Nor would I have become the person that I am without having experienced a certain night at the end of the winter. Or rather that particular moment when for a very brief spell the passing of the trains that ran beside the house where Alexandra lived came to a stop. During the day the tracks, only a few yards away from the wooden walls, gave rise to the noisy symphony of trains on their way through the township. The inhabitants no longer even noticed all this pounding, clattering, whistling, and grinding, the crescendos and diminuendos. Just from the sound they could recognize the heavy drumming of a train coming from the Urals, its freight cars loaded with ore, the shock wave raised by the Novosibirsk express, the interminable clanking of the dark tank cars bringing oil from the Caspian Sea… Around about two o'clock in the morning there was a slack period in this rail activity, a brief respite between the very late trains and the ones that roused the switch yard at the crack of dawn.
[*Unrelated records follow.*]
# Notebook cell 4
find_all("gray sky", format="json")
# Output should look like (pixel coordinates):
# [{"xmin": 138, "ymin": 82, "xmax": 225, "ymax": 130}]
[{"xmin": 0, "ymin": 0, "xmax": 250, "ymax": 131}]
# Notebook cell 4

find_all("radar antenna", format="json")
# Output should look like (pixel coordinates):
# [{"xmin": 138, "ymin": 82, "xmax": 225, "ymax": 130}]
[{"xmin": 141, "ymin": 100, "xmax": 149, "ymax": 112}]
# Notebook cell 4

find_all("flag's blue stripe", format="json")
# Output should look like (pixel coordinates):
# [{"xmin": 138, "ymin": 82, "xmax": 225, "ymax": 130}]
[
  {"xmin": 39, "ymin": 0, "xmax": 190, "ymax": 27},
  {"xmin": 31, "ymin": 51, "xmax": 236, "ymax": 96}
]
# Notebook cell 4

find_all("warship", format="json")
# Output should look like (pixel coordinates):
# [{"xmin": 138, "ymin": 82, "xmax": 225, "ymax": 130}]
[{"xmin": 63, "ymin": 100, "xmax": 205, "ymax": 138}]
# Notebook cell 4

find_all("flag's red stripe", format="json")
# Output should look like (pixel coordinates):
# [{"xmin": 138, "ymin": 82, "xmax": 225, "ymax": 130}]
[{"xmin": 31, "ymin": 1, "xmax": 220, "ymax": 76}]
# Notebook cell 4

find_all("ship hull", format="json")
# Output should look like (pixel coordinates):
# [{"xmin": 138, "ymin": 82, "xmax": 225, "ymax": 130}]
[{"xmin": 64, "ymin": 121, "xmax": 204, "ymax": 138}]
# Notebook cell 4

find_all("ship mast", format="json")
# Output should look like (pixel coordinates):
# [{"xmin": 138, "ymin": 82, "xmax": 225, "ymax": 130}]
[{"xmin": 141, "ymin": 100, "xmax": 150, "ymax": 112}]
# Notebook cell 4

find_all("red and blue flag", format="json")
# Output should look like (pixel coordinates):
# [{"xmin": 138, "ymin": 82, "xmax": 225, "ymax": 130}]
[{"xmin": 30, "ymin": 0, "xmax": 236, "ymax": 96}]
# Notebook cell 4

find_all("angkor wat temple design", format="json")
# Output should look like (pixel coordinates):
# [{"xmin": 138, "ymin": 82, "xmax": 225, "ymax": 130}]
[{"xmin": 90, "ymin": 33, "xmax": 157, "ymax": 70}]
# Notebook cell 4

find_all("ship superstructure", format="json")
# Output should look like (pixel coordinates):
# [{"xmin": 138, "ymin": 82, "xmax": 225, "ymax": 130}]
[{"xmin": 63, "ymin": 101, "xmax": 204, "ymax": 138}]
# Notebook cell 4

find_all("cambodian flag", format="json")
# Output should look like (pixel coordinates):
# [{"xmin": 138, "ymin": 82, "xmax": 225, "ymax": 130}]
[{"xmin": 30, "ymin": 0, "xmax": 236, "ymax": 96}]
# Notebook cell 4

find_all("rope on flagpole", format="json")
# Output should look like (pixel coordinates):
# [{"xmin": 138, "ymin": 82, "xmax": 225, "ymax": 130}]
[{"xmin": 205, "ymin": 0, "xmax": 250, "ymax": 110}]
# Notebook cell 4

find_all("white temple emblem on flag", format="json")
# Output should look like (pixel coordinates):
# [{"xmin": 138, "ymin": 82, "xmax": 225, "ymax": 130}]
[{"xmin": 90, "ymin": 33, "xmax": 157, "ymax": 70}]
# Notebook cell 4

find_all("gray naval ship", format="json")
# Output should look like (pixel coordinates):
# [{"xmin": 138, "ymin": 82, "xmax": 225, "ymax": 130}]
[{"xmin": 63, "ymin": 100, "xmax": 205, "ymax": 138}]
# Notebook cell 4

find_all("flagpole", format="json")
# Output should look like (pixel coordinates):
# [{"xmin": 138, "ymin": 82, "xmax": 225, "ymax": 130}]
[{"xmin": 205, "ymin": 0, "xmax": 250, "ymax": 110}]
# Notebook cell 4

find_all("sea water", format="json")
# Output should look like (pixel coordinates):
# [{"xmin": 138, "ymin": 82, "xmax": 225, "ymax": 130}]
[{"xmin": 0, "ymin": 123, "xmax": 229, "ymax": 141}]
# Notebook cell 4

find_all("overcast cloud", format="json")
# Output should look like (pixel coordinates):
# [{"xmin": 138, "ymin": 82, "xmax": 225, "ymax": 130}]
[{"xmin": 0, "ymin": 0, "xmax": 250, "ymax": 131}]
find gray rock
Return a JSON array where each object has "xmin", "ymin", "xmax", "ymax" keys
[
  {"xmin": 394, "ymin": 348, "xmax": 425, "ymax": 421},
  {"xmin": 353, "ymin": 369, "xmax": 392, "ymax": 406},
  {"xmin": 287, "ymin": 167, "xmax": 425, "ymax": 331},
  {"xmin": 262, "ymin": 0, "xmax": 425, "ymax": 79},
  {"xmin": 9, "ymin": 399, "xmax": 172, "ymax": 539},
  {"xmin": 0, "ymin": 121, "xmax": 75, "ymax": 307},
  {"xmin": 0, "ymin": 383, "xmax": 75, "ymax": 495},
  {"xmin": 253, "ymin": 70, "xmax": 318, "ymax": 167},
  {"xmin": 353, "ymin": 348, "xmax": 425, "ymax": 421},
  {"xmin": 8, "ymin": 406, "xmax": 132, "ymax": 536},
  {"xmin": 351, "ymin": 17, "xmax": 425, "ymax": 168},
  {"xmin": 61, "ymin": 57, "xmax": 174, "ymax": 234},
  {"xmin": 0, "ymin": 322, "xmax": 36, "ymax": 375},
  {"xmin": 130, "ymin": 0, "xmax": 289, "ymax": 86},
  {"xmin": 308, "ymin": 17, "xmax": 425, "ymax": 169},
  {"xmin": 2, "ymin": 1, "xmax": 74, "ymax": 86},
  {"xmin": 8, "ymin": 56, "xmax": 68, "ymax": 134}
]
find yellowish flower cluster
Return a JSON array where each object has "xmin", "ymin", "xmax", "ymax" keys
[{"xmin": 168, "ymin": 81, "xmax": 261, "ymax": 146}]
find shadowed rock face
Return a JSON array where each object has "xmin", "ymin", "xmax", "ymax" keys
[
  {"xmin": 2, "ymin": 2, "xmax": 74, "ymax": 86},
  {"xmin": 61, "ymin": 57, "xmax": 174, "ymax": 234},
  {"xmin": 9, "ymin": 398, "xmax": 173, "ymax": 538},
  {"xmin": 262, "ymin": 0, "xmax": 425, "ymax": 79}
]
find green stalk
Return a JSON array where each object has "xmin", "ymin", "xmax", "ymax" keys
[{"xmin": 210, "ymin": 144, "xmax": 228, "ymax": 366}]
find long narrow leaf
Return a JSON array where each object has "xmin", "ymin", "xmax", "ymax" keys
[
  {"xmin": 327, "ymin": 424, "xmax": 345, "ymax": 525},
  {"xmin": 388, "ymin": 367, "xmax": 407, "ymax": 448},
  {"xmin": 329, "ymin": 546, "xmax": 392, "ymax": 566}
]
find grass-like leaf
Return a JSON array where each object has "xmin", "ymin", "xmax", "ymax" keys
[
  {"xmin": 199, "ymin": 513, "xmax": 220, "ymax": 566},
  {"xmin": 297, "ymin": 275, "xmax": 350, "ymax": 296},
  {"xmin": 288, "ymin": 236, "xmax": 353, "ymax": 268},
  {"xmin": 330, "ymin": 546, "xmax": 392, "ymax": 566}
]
Sometimes this pause in the night was shattered by special trains passing through very rapidly. As I lay in my bed, separated from the rest of the room by an old curtain, all I had to do was crane my neck to see the long, low flatcars rolling past, the transport covers that allowed one to guess at the contours of armored vehicles, the shapes of guns. Then I remembered the things our teachers used to tell us about the world situation. These armaments were probably on their way to the defenders of Vietnam, currently being burned with napalm by the Americans, or to the Cubans, at their last gasp, thanks to the blockade, or to the Africans in their liberation struggle.